More than $17 billion of taxpayer money has been spent trying to recover Columbia and Snake River wild salmon populations, without a single success. Since the construction of the lower Snake River dams began in the 1960s, Snake River wild salmon populations have declined by 60%. Furthermore, the aging dams require more than $1 billion in upgrades. The status quo has not worked, is not working, and will not work. “The definition of insanity is doing the same thing over and over again and expecting a different result.” – Rita Mae Brown.
The Endangered Species Coalition’s Impact
Our advocates work with partners to advance science-based solutions to restore salmon across the Southern Resident orcas’ range. We also work to reduce noise and chemical pollution that hurt Southern Residents. On the ground, we are building grassroots awareness and engagement that will result in political support for the restoration of the Snake River.

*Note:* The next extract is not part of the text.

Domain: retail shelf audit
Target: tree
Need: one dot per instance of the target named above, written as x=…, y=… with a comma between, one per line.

Some of our successes include a fly-in of orca advocates to Washington, D.C. so they could speak directly to federal agencies that manage the dams and members of Congress who have the power to restore the Snake River. In 2019, a door-to-door canvas operation in Western Washington spread awareness and garnered petitions of support. We organized a memorial to mourn the death of Tahlequah’s calf in 2018. See below to learn how you can join our team and make an impact.
Solution / What Can I Do?
We can live in a Pacific Northwest with millions of salmon returning to the Columbia-Snake River Basin, supplying the nutrients for Southern Resident orcas to rebuild their population. We can be a country that meets our obligations with tribal nations that have relied on salmon for time immemorial. We can restore a wild, free-flowing river, making it less susceptible to climate change, while also drawing anglers and recreational river-goers from across the country. We can remove these destructive dams and make sure the services they provide are met, while creating new, local jobs and continuing our clean energy legacy. But we are running out of time.
Scientists, including NOAA, have said for years that the removal (or breaching) of the lower Snake River dams is the single most impactful action we can take to restore salmon and recover orcas. To breach the dams, we need a comprehensive legislative package from Congress. We need to tell the Pacific Northwest members of Congress that represent us that the breaching of the lower Snake River dams must be a priority.